Meta launches AI audio model Audiobox: supports simultaneous input of voice and text, and can generate multi-level sound 02/14 Update SLTechnology News&Howtos

Meta launches AI audio model Audiobox: supports simultaneous input of voice and text, and can generate multi-level sound

2026-02-14 Update From: SLTechnology News&Howtos shulou NAV: SLTechnology News&Howtos > IT Information >

Shulou(Shulou.com)12/24 Report--

CTOnews.com, December 4, Meta recently launched an AI sound generation model Audiobox, which can receive voice and text input at the same time. Users can use voice and text description at the same time to generate the required audio.

It is reported that this model is based on the Voicebox AI model launched by Meta in June this year.

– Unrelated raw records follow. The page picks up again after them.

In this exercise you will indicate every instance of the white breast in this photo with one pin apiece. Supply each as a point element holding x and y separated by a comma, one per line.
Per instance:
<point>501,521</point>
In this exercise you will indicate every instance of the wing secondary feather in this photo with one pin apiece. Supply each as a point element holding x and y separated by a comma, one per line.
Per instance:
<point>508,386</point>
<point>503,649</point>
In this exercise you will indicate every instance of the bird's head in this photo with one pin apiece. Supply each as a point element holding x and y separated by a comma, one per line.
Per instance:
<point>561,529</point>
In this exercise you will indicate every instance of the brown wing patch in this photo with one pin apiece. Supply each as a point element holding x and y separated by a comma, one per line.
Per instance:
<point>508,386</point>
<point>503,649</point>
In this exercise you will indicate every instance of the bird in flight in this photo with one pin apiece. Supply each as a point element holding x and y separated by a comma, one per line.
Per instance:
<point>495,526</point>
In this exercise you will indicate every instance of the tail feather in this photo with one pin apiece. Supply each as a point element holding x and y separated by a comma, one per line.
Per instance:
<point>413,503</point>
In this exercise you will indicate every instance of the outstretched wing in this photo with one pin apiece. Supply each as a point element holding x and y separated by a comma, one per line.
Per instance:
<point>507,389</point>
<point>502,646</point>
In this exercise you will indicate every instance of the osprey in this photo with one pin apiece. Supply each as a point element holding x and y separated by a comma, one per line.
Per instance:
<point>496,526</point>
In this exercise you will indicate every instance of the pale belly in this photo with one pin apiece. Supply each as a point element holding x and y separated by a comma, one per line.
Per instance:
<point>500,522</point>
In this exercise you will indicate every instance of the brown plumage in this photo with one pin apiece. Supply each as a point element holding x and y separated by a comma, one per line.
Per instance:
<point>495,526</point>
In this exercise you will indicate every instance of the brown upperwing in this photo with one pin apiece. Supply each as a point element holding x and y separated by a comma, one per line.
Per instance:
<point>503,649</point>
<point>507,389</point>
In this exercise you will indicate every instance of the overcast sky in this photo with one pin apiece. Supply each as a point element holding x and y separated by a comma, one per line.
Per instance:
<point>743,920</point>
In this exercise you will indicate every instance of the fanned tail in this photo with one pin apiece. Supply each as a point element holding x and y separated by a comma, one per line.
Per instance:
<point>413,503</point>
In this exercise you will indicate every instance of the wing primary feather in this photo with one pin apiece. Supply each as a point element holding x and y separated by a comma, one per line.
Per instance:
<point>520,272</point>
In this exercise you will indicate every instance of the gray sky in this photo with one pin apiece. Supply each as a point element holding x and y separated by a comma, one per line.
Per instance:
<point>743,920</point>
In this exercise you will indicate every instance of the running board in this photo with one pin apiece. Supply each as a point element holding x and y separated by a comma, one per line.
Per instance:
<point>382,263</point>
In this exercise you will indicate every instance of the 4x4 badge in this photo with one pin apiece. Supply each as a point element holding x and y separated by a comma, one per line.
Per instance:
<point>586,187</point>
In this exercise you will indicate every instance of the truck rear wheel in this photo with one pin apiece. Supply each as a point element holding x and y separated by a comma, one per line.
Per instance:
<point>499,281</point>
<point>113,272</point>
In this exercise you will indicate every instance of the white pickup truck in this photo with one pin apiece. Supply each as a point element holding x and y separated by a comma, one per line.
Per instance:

It is said that Audiobox can generate a variety of ambient sounds and natural conversational voices, and integrates audio generation and editing capabilities so that users can freely generate the audio they need.

According to Meta, generating high-quality audio requires a large audio library and deep domain knowledge, but it is difficult for VW to obtain these resources, and the company has launched this model to lower the threshold for sound generation and make it easier for anyone to create sound effects in video, games and other application scenes.

CTOnews.com found that the Audiobox model is based on Voicebox's "bootstrap sound" mechanism to generate target audio, and works with the "traffic comparison (flow-matching)" diffusion model generation method to achieve the "sound fill (audio infilling)" function to generate multi-level audio.

The Meta test generated rain audio with thunderstorms and entered a series of prompts for demonstration, such as "running water accompanied by birdsong", "young women speaking at a high-pitched and fast-paced pace", etc., while testing both human voice and text cues to generate voice with emotion ("mournful and slow") and background sound (in church).

Meta claims that Audiobox has successfully outperformed AudioLDM2, VoiceLDM and TANGO in sound quality and "accuracy of generated content", surpassing the best existing audio generation models.

Audiobox is now open to specific researchers and academics to test the quality and safety of the model, and Meta says they plan to "make the model fully public in a few weeks' time."

Welcome to subscribe "Shulou Technology Information " to get latest news, interesting things and hot topics in the IT industry, and controls the hottest and latest Internet news, technology news and IT industry trends.

*The comments in the above article only represent the author's personal views and do not represent the views and positions of this website. If you have more insights, please feel free to contribute and share.